Icelandic songwriter and guitarist

Halldor Mar is an Icelandic songwriter and guitarist. His music is based on acoustic folk music and alternative rock. He is also a member of the composing pop rock group Wiggum.

== Biography ==
Halldór Stefánsson Már was born in Reykjavík, Iceland. He has been a musician since early childhood. His mother encouraged him to adopt the drums or the piano, but he fell in love with the guitar. He has played it in all its forms, but mainly classical.

He began his guitar studies with Professor Vidar Örn Erlendsson at the conservatory in Akureyri. In 1993 he moved to Barcelona to study guitar at the Escola de Música Luthier (Luthier School of Music) with Alex Arnaldur Arnarson Garrobé.
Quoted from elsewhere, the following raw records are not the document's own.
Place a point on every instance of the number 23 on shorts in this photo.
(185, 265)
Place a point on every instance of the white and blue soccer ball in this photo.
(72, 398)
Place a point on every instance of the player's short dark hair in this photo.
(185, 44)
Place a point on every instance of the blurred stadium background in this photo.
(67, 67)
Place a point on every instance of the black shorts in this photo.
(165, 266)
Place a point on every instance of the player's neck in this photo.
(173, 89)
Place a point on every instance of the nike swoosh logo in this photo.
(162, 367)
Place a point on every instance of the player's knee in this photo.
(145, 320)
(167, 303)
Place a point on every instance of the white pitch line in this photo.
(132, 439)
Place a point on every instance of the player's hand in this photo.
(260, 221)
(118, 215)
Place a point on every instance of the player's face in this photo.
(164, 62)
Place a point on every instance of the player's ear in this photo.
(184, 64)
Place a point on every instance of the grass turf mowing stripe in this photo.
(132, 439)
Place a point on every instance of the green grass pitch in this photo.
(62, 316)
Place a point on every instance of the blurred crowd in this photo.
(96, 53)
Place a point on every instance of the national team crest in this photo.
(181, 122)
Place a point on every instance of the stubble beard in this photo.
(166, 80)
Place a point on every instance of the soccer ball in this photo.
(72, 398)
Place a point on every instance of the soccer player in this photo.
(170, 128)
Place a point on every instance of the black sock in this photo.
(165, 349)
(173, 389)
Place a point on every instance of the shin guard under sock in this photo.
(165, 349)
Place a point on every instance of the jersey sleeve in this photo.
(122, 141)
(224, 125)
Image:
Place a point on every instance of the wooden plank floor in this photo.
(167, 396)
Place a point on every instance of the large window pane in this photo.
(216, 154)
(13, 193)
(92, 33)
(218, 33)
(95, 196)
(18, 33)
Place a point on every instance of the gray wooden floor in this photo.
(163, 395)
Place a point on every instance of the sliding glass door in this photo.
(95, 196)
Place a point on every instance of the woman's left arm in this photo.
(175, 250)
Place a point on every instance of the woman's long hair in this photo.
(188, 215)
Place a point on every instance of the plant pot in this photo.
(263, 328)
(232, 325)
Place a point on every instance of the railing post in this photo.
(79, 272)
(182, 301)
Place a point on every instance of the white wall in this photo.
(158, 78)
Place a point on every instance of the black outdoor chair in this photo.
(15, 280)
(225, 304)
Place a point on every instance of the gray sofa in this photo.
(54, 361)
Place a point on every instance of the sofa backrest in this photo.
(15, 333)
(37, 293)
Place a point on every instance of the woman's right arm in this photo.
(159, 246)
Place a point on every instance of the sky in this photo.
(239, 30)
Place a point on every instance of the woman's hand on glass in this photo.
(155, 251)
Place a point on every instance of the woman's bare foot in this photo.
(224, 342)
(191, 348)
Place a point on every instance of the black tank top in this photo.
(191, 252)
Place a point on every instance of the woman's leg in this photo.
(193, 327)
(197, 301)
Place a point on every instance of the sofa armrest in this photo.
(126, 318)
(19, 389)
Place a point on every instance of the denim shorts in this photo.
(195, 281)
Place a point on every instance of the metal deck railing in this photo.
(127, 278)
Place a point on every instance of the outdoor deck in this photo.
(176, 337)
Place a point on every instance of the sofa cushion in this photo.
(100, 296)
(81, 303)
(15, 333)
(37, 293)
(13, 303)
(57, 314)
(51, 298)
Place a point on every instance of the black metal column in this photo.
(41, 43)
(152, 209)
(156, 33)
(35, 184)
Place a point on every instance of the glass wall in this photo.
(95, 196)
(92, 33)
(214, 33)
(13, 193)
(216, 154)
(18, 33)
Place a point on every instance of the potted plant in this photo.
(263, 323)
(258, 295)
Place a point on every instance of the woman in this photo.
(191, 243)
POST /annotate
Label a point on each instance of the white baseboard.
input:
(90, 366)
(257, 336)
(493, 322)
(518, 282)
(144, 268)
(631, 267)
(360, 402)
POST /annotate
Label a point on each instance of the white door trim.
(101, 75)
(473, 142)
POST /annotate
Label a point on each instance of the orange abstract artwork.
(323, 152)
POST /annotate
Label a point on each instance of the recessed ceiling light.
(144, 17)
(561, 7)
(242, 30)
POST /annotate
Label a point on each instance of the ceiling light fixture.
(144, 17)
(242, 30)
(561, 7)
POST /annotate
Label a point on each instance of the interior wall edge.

He has participated in international courses with teachers like David Russell, Hopkinson Smith, Manuel Barrueco and José Tomás Pérez Sellés. Later Halldor Mar crossed Iceland and Spain, both as a soloist and as a member of "Mosaic Barcelona's Guitar Quartet".

In 2004 he collaborated on the album With Hands. He worked with guitarist and composer Eduard Rodes to perform a piece called "The Light", inspired by the life of Francesc Ferrer i Guàrdia, who was a free-thinker executed in 1909, following the Tragic Week riots in Barcelona. The piece was presented to the public on October 13, 2003, the anniversary of Ferrer Guardia's execution, on the premises of the Foundation Ferrer i Guardia in Barcelona. Halldor Mar returned to work on Eduard Rodes 2006 album República Mediterránea, interpreting the theme in "In Iskandariyah".

With the passage of time he began to create his own music, presenting concerts in small Irish pubs, years after participating in Barcelona nightlife.

After years of alternative pop rock and singing-songwriting, he began recording. In 2009 published his first solo album, Simple, under the label Daruma Records. The album was recorded in the studio with the help of the producer Marc Molas. And as the name suggests, is a simple disc: varied, intense, and elaborate, yet simple. The album was released on the market in November of the same year.

Halldor Mar is also a member of the group Wiggum. Wiggum was formed in 2009. In February 2010 they released their debut album Sinton Nison loves Nifú Nifá. The studio album was recorded with the Maltese Pierce Salvador as the producer. It received good reviews from music media such as the magazines MundoSonoro, Binaural, and Planeta Indie.

In 2014. Halldor Mar published the album The Wind. It contains versions in English of ten songs from the Catalan Nova Cançó movement. Tracks include "Little Country" by Lluis Llach and "The Wind" by Raimon.